For Once, Some Good News On O’Hare


Anyone who has been reading this blog or otherwise paying attention for the past few years knows what a Sisyphean task it has been getting any meaningful noise relief from O’Hare International Airport, especially since the $8 billion O’Hare Modernization Program (“OMP”) was adopted.

The airlines, the Federal Aviation Administration, and congressmen and senators from around the nation were looking to reduce the air traffic bottleneck that O’Hare had become. Meanwhile, a virtually bankrupt City of Chicago became hell bent on building more runways and running as many flights in and out of O’Hare as possible, if only for the taxes and fees they could generate.

Lo and behold, last week we heard that O’Hare had wrestled the title of the country’s busiest airport away from its old nemesis, Atlanta’s Hartsfield.

Add to that the seeming sabotage of Park Ridge’s efforts to alleviate the overhead traffic and noise by neighboring O’Hare Noise Compatibility Commission (“ONCC”) member communities like Arlington Heights – who feared that any gain in Park Ridge’s noise reduction efforts would result in increased noise for them – and the task of merely gaining approval of a Supplemental Environmental Impact Statement (“SEIS”) looked increasingly bleak.

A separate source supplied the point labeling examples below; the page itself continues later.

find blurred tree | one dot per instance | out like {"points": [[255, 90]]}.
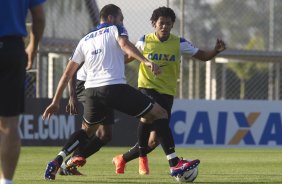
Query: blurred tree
{"points": [[246, 70]]}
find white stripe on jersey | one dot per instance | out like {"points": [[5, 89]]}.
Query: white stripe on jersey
{"points": [[104, 59]]}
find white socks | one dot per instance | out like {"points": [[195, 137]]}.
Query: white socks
{"points": [[5, 181], [171, 156]]}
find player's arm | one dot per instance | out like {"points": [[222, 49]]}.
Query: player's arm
{"points": [[67, 75], [38, 24], [205, 55], [130, 49]]}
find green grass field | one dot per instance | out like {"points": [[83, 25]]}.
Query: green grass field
{"points": [[218, 165]]}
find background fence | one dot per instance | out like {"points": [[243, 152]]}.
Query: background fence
{"points": [[248, 69]]}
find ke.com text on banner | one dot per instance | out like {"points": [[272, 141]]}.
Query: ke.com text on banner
{"points": [[227, 123]]}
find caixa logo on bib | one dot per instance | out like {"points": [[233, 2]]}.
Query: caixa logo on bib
{"points": [[204, 128]]}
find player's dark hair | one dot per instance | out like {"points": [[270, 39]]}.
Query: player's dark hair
{"points": [[163, 12], [107, 10]]}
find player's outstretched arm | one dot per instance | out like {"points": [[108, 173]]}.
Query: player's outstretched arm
{"points": [[205, 55], [67, 75], [130, 49]]}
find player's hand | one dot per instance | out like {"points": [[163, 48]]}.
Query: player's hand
{"points": [[219, 46], [30, 57], [50, 110], [154, 67], [71, 107]]}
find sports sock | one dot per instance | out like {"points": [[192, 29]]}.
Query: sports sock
{"points": [[77, 138], [164, 134], [91, 147], [143, 134], [5, 181]]}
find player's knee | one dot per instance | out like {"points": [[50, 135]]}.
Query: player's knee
{"points": [[157, 112], [153, 143]]}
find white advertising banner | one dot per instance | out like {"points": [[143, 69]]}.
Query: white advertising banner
{"points": [[227, 123]]}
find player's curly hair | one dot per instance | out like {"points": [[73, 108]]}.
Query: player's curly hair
{"points": [[162, 12], [107, 10]]}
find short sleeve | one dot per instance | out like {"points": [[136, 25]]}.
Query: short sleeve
{"points": [[140, 44], [78, 55], [187, 47], [34, 3], [121, 31]]}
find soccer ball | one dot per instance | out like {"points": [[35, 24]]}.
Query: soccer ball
{"points": [[188, 176]]}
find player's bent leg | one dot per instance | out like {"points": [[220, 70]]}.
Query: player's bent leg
{"points": [[10, 146]]}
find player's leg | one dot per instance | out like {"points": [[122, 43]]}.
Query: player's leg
{"points": [[120, 160], [133, 102], [96, 115], [10, 146]]}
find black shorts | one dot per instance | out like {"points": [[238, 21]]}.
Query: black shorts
{"points": [[101, 101], [164, 100], [80, 93], [13, 61]]}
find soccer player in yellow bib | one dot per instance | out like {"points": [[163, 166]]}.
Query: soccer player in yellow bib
{"points": [[164, 49]]}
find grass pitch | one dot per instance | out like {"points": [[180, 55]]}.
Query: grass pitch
{"points": [[218, 166]]}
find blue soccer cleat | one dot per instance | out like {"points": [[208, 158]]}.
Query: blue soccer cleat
{"points": [[51, 170]]}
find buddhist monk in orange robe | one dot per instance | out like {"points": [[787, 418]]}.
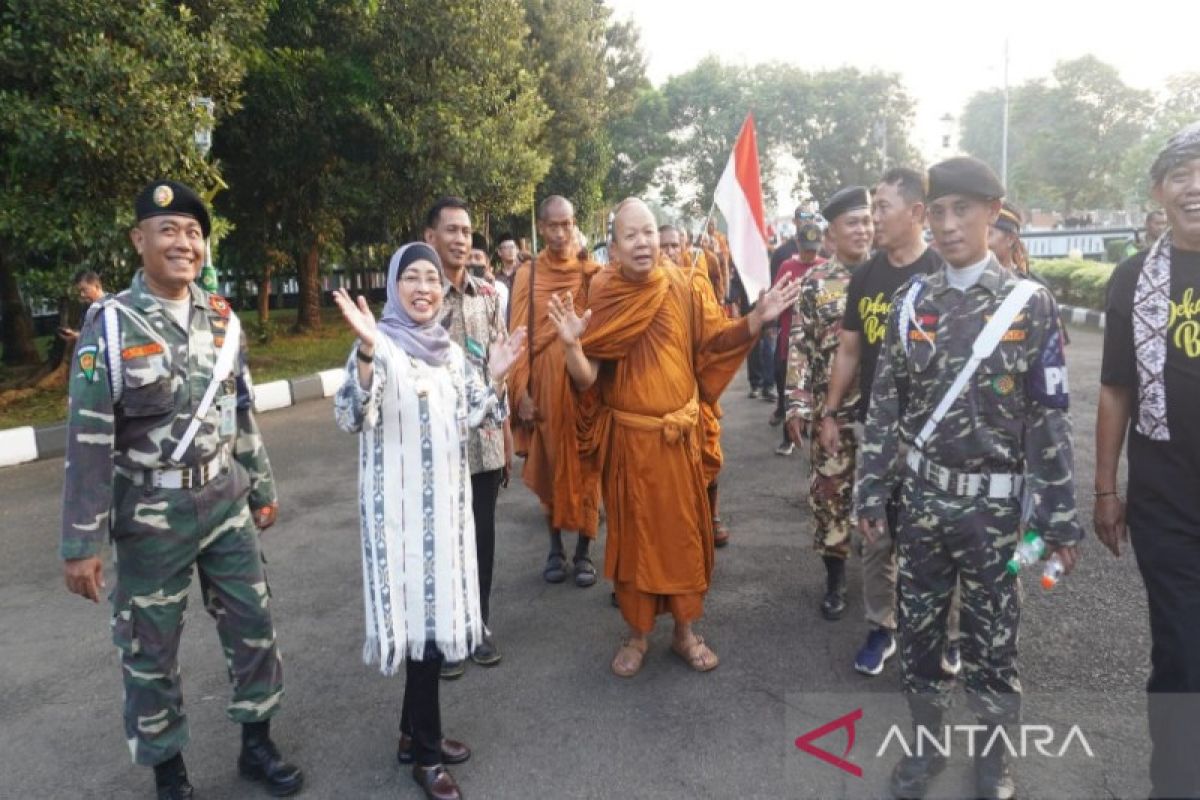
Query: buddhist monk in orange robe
{"points": [[654, 343], [544, 397], [671, 246]]}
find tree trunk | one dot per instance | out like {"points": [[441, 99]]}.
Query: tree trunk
{"points": [[17, 331], [264, 295], [309, 308]]}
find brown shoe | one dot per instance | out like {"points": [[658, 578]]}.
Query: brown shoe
{"points": [[453, 752], [436, 782]]}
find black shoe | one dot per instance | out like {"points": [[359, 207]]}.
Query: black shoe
{"points": [[486, 654], [453, 669], [833, 606], [453, 752], [171, 780], [994, 779], [261, 761], [912, 774]]}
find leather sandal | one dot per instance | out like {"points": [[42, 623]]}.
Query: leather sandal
{"points": [[697, 655], [635, 665]]}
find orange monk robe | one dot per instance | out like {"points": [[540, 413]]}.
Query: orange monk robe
{"points": [[553, 469], [664, 346]]}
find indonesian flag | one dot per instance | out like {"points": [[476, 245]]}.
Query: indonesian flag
{"points": [[739, 198]]}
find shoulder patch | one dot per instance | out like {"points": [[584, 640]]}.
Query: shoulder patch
{"points": [[220, 305]]}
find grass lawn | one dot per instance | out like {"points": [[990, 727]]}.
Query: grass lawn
{"points": [[286, 355]]}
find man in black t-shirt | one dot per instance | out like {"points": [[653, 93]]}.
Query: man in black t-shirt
{"points": [[1151, 376], [899, 216]]}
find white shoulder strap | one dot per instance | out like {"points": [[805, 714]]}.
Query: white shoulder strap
{"points": [[221, 370], [989, 337]]}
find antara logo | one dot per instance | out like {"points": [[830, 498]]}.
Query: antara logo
{"points": [[1029, 740]]}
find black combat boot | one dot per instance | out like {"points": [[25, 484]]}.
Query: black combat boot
{"points": [[261, 761], [833, 606], [994, 776], [171, 780], [912, 774]]}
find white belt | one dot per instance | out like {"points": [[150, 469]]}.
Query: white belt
{"points": [[995, 486], [184, 477]]}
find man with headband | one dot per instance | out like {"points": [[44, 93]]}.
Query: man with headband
{"points": [[1151, 376], [165, 457], [969, 420]]}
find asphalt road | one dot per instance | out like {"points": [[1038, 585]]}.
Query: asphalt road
{"points": [[551, 721]]}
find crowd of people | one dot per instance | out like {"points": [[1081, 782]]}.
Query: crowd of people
{"points": [[927, 382]]}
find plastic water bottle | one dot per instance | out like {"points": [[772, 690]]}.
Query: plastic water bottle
{"points": [[1051, 572], [1029, 551]]}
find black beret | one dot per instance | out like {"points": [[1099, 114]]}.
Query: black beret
{"points": [[163, 198], [846, 199], [964, 175], [809, 236]]}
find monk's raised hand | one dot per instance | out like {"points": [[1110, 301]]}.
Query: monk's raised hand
{"points": [[503, 354], [570, 326], [358, 316], [780, 298]]}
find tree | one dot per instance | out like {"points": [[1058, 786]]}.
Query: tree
{"points": [[96, 100]]}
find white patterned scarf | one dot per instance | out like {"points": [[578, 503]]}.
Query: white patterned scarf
{"points": [[1151, 317]]}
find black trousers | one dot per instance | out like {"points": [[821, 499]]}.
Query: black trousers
{"points": [[1170, 567], [420, 716], [485, 491]]}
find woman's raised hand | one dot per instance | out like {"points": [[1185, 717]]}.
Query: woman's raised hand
{"points": [[359, 317], [569, 324], [504, 353]]}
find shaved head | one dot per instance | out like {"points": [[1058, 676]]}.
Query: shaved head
{"points": [[556, 205]]}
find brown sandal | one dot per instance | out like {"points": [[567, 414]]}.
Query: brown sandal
{"points": [[633, 667], [697, 655]]}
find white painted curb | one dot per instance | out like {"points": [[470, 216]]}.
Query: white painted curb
{"points": [[330, 380], [271, 396], [17, 446]]}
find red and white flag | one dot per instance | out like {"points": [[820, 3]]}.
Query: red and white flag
{"points": [[739, 198]]}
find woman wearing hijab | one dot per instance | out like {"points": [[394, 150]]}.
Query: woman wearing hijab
{"points": [[411, 394]]}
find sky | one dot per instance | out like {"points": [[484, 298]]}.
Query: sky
{"points": [[942, 50]]}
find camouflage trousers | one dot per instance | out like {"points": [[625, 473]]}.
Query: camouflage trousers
{"points": [[831, 494], [942, 540], [159, 536]]}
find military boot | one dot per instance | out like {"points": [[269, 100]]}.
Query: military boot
{"points": [[171, 780], [994, 776], [912, 774], [833, 606], [261, 761]]}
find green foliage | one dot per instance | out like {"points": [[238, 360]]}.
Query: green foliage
{"points": [[97, 101], [1068, 137], [1075, 282]]}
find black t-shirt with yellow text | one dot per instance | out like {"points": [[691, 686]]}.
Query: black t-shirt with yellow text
{"points": [[1164, 476], [868, 305]]}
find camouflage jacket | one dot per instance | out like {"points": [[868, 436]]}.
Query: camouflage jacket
{"points": [[813, 343], [166, 373], [1012, 416], [475, 319]]}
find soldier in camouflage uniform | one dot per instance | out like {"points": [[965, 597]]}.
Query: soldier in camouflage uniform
{"points": [[143, 364], [813, 343], [999, 458]]}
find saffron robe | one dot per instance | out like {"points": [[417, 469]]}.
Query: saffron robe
{"points": [[553, 470], [664, 346]]}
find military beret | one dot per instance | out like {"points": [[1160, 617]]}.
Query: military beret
{"points": [[163, 198], [809, 236], [846, 199], [964, 175]]}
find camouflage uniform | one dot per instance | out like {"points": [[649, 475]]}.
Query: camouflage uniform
{"points": [[1009, 420], [159, 534], [813, 344]]}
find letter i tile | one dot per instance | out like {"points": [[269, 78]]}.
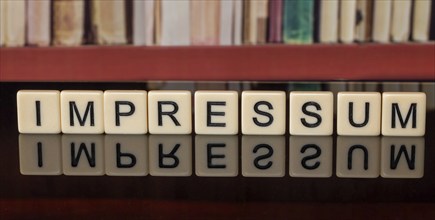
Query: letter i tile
{"points": [[38, 111]]}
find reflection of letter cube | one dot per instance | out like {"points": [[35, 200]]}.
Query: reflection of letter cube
{"points": [[216, 155], [311, 113], [403, 113], [402, 157], [263, 156], [126, 155], [170, 155], [170, 112], [82, 112], [310, 156], [359, 113], [358, 157], [216, 112], [83, 155], [40, 154], [38, 111], [263, 112], [125, 112]]}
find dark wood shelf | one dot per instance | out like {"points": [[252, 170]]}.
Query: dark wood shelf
{"points": [[271, 62]]}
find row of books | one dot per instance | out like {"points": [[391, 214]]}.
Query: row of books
{"points": [[212, 22]]}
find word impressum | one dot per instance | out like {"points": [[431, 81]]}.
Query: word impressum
{"points": [[218, 112], [222, 155]]}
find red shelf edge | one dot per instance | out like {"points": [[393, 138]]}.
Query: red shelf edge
{"points": [[414, 62]]}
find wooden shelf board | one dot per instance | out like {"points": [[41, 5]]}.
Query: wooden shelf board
{"points": [[270, 62]]}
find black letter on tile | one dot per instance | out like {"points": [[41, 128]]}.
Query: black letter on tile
{"points": [[210, 156], [75, 159], [170, 155], [350, 154], [262, 157], [40, 164], [267, 114], [118, 114], [210, 113], [366, 117], [38, 113], [409, 159], [312, 114], [73, 109], [119, 164], [310, 157], [170, 114], [412, 110]]}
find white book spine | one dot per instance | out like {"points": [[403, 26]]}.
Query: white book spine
{"points": [[253, 25], [143, 22], [381, 21], [14, 23], [2, 22], [329, 21], [226, 22], [347, 21], [238, 22], [421, 20], [38, 22], [175, 23], [401, 20], [138, 22], [429, 89], [149, 22]]}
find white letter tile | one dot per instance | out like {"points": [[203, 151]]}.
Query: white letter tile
{"points": [[170, 112], [125, 112], [403, 113], [38, 111], [359, 113], [263, 156], [82, 112], [263, 112], [216, 112], [216, 155], [311, 113]]}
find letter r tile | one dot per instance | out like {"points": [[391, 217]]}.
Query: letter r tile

So last week was quite a welcome development for Park Ridgians.

On Thursday, October 2, Illinois congressman Mike Quigley announced the formation of a “Quiet Skies Caucus” comprised of himself, fellow Illinois representative Tammy Duckworth, and 11 other U.S. House members from California, Florida, Massachusetts, Minnesota and New York.

Then on Friday, October 3, the ONCC voted to support Park Ridge’s request for the SEIS, with only three “no” votes: from Elmwood Park, Melrose Park and the City of Chicago.

But let’s not kid ourselves.

While the vote in support of the SEIS is an important step, the FAA is not bound to honor that vote. And even if it does, it could be years before any meaningful relief is provided – and that will most likely be in the form of a new noise contour map that would increase the number of homes and buildings entitled to soundproofing. And, if we’re lucky, it might also promote an increased implementation of the “Fly Quiet” program.

And you can bet Chicago will fight tooth and nail to keep O’Hare cranking at full capacity.  Because of the mess he inherited from Daley, Rahm needs every penny he can squeeze out of anything that moves…or sits still for too long.

Nevertheless, Mayor Dave Schmidt’s jaw-boning of the ONCC to vote in support of the SEIS is something. And it validates the decision of the City Council to look for political solutions to what is a political problem, rather than spend tens/hundreds of thousands of dollars on litigation with little-to-no chancce of gaining any better result.

Meanwhile, the best chance we have for noise relief continues to be the airlines’ modernization of their fleets by replacing the noisiest jets – currently the MD80s – with newer, quieter jets. Expediting those upgrades is where a caucus like the one Congressman Quigley helped form might be able to exert some influence that’s not in Park Ridge’s or any other community’s tool box.  But, once again, don’t expect that to happen overnight – if at all – because Chicago is too big to fail.  And so are the airlines, at least to those elected officials who count on them for campaign contributions and jobs in their districts.

We’ve still got a long way to go. But last week was easily the best one Park Ridge has had in years when it comes to dealing with O’Hare noise.

And it cost Park Ridge taxpayers next to nothing.